Elle promit de faire tout son possible pour dîner avec eux puis raccrocha. Colin leva les veux de son livre.
— Saviez-vous qu’ils avaient pour habitude de brûler des gens sur un bûcher, à l’époque ?
Dunworthy l’envoya prendre son breakfast au réfectoire puis essaya de téléphoner à Andrews. Les lignes étaient saturées. La voix de synthèse d’un ordinateur qui n’avait pas été reprogrammé depuis leur mise en quarantaine attribua les encombrements aux fêtes de fin d’année et lui conseilla de reporter à plus tard tous les appels qui n’étaient pas urgents. Il fit deux autres essais, et essuya autant d’échecs.
Finch arriva, avec un plateau.
— Est-ce que ça va, monsieur ? Vous n’êtes pas malade, j’espère ?
— Non, j’attends un coup de fil.
— Vous m’en voyez ravi. J’ai craint le pire, en constatant que vous ne veniez pas prendre votre petit déjeuner.
Il souleva un couvercle pointillé de gouttes de pluie.
— C’est un bien piètre repas pour un tel jour, monsieur, mais nous n’avons presque plus d’œufs. J’ignore avec quoi nous préparerons le dîner. Il n’y a plus une seule dinde dans tout l’établissement.

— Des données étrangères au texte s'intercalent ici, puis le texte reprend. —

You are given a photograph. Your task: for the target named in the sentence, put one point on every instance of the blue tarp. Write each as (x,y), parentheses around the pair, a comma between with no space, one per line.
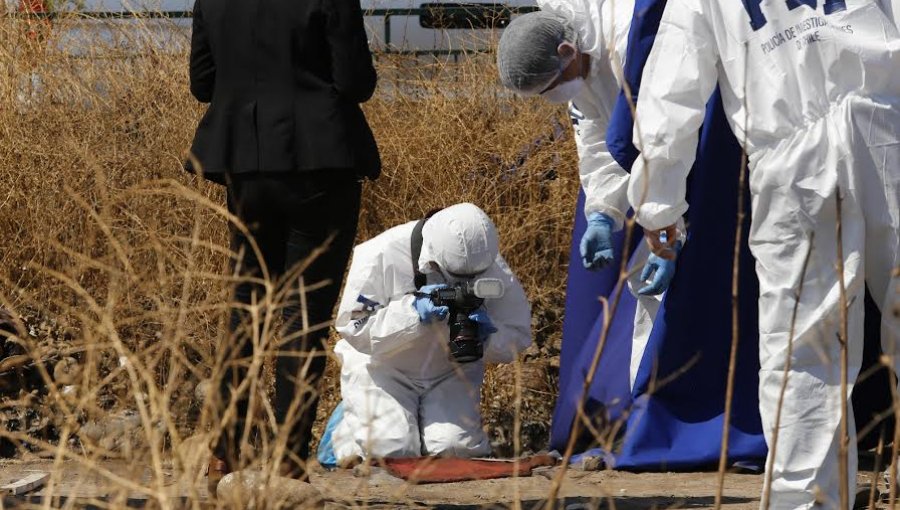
(678,424)
(674,415)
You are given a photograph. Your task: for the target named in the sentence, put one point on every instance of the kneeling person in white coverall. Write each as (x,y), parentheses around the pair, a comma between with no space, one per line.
(404,394)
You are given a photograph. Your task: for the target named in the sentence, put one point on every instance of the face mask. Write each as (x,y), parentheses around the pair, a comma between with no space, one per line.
(565,91)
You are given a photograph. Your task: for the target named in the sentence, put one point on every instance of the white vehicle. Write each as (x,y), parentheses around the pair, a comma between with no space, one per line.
(419,26)
(437,24)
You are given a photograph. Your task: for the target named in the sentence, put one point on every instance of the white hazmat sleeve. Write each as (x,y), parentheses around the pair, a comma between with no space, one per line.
(680,75)
(604,182)
(371,321)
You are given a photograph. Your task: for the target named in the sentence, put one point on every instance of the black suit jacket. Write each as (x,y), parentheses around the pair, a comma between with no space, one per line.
(284,79)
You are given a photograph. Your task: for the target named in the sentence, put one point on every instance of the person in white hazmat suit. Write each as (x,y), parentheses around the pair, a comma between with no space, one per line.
(812,89)
(403,395)
(573,51)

Dunworthy ne trouvait rien à redire à cet en-cas composé d’un œuf dur, de hareng fumé et de petits pains fourrés à la confiture.
— J’ai pensé à un pudding, mais le brandy fait également défaut, ajouta Finch.
Il prit une enveloppe glissée sous le plateau et la tendit à Dunworthy, qui l’ouvrit aussitôt. Elle contenait une circulaire du ministère de la Santé. Il lut. « Premiers symptômes de la grippe : 1. désorientation. 2. maux de tête. 3. douleurs musculaires. Éviter la contamination. Porter en permanence le masque réglementaire. »
— Quel masque réglementaire ?
— Ils nous ont été distribués ce matin. Je ne sais pas comment nous ferons la vaisselle. Les détergents commencent à manquer, eux aussi.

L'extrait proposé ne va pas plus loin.